When I came with my family for a week during the winter holiday season, I met a lot of cool people on the ski lifts. Ski lifts are like that – they’re long and cold, they group strangers together, and are best endured by shedding layers of life and insight amongst liftmates (while of course keeping all your warm coat layers on!). On ski lifts, you get to know people quickly, and I often find myself falling in love with the persons and their pieces that I encounter.
The first person I met on a lift this year has summited all seven of the famed seven summits (including Mount Everest), was friends with the late legendary climber Anatoli Boukreev, has raced on bike from the top to the bottom of the U.S. (the Continental Divide Bike Trail) five years in a row, is in his late sixties, and is currently preparing for a thirteen-day cross country bike race. Then I met a competitive trail runner who wrote hiking guides in the high Andes and worked on documentaries in South America with Oliver Stone. Then I met a chef who has worked in a cook-line in a restaurant kitchen for over ten years now. Next came a young woman who did seasonal work and rugged traveled all throughout her twenties, and is now a nurse at thirty-six. She said to me, “I don’t regret one minute of how I’ve spent my life. I’m happy.” And these are only the first four people I met!

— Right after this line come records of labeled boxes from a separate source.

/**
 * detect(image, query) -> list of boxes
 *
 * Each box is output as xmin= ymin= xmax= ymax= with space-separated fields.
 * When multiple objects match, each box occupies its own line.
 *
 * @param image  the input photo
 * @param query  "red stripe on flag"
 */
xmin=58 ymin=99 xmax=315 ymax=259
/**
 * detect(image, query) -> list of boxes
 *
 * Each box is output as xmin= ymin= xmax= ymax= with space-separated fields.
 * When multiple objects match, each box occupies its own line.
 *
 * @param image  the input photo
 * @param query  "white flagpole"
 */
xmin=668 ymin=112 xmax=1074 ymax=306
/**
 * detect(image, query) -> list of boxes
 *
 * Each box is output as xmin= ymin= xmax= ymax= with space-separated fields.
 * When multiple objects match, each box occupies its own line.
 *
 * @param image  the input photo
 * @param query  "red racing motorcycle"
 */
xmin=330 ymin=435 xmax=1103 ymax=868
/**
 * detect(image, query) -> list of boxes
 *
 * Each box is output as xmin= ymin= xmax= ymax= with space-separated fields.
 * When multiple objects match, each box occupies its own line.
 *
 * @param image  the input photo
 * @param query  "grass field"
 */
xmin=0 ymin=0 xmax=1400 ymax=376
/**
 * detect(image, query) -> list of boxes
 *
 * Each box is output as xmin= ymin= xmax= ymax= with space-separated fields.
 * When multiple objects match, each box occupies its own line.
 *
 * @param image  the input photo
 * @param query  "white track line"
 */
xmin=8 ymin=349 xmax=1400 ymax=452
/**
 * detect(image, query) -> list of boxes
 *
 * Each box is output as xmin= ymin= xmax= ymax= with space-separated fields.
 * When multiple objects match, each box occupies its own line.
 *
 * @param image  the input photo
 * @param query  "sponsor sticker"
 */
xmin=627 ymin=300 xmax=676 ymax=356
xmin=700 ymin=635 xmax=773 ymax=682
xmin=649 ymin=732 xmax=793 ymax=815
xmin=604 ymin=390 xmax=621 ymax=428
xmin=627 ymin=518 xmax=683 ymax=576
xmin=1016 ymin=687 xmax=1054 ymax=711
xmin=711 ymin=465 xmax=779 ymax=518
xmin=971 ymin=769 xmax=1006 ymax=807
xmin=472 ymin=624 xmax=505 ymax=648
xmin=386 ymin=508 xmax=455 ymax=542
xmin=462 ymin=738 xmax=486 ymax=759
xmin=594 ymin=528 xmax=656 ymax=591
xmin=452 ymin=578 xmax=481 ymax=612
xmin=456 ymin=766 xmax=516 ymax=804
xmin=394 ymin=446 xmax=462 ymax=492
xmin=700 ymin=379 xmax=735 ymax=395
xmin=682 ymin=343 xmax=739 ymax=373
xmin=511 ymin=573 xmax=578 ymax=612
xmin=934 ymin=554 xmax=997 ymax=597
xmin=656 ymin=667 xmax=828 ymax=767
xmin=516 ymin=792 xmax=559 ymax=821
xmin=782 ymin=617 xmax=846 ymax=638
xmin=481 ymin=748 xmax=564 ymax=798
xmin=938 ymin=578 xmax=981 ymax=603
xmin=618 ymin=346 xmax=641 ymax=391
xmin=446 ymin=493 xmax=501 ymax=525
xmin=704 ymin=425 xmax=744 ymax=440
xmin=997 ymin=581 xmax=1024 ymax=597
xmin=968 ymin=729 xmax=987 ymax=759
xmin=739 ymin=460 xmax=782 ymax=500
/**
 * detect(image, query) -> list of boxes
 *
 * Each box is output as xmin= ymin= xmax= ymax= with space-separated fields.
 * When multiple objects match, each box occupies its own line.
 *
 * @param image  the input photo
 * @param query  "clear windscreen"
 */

The “seven-summiter”* and I reminisced about our respective mountain adventures, our reflections landing in particular on the topic of being the coldest we’d ever been in the mountains. The trail runner and I talked about hiking and South American history and politics, him drawing on his work centered on Fidel Castro and Che Guevara, and I drawing on my recent experiences in Bolivia and Peru. The cook and I shared joy over our love for the energy that we’ve found in the restaurant business, and the responsibility that comes with service-industry jobs. And the nurse conveyed to me that it is possible to pursue passion, self-improvement, and world-improvement, all in one life, and reminded me that there is no singular linear path towards my goals.

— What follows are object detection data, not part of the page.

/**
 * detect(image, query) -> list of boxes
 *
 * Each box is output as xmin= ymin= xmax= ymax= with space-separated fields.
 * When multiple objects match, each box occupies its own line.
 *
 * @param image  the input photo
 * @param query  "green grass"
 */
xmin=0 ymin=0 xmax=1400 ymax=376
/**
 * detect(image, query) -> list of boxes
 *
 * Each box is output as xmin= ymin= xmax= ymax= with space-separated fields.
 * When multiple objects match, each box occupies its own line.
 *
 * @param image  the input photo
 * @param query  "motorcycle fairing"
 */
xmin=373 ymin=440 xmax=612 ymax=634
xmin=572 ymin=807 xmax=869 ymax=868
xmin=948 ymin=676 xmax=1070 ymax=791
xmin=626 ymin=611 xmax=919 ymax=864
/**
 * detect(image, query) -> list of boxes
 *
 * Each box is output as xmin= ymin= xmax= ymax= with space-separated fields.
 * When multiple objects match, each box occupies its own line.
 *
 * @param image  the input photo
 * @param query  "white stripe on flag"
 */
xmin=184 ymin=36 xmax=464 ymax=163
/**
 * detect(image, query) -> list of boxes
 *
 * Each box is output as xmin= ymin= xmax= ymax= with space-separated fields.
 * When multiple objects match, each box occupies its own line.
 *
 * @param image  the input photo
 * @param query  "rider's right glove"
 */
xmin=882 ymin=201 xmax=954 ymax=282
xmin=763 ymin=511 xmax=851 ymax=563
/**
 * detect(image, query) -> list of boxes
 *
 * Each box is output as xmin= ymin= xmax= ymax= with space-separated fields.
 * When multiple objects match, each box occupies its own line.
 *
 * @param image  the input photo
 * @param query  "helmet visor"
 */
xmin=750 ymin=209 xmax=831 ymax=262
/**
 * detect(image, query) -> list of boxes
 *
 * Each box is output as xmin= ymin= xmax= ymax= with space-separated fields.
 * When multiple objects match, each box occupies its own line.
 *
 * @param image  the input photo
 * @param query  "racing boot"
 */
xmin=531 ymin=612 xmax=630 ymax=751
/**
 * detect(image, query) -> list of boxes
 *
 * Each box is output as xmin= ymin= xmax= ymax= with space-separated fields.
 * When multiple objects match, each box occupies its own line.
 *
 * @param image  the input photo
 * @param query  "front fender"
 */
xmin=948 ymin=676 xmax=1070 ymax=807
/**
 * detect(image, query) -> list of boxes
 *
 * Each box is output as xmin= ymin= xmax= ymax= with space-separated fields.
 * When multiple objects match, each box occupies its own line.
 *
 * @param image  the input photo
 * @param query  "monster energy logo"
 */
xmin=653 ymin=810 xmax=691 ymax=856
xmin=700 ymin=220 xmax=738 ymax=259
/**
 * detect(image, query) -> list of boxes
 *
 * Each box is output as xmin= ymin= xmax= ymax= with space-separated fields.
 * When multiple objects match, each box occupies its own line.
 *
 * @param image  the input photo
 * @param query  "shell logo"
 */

After meeting these people over the span of only a couple days, I knew that Taos was the place I needed to be for the next few months. The energy, the inspiration, the excitement, the self-reflection, and the learning that these people stirred up within me was enough to make me giddy. It was a no-brainer that I had to come back here.
Since moving out here for the season, I have also met a woman from the Taos Pueblo who is the head of Taos Ski Valley community outreach, a bunch of university students from Argentina, Peru, and Paraguay who are here to work for the season as part of an internship that offers credit towards their degrees, musicians, public defense lawyers, artists, and even a rocket scientist, who have all given me the great gift of their friendship (some only for the extent of a 10 minute lift ride, and others indefinitely). What a place to be.
And on top of all the inspiration that these people have offered me, I’ve found that every single one of us has something in common. It turns out that all it takes to uncover whatever that thing may be is the length of a ski lift. To have something in common with someone who has summited seven mountains, or someone who has devoted his life’s work to a job as difficult as working in a hot kitchen, is empowering. I know I have a long way to go before I find myself as accomplished as those folks, but to see that we share interests and curiosities reminds me that my wildest dreams are attainable if I pour my heart into them. What all of the people I’ve told you about have in common is an immense passion for what they do. What is life without passion? I do not know – and I hope to never know!
One last thing I’ve learned from this adventure so far, and from ski lifts, is that “strangers,” really are not that strange.
* I intentionally chose to omit all names from this piece, just to protect my new friends’ privacy!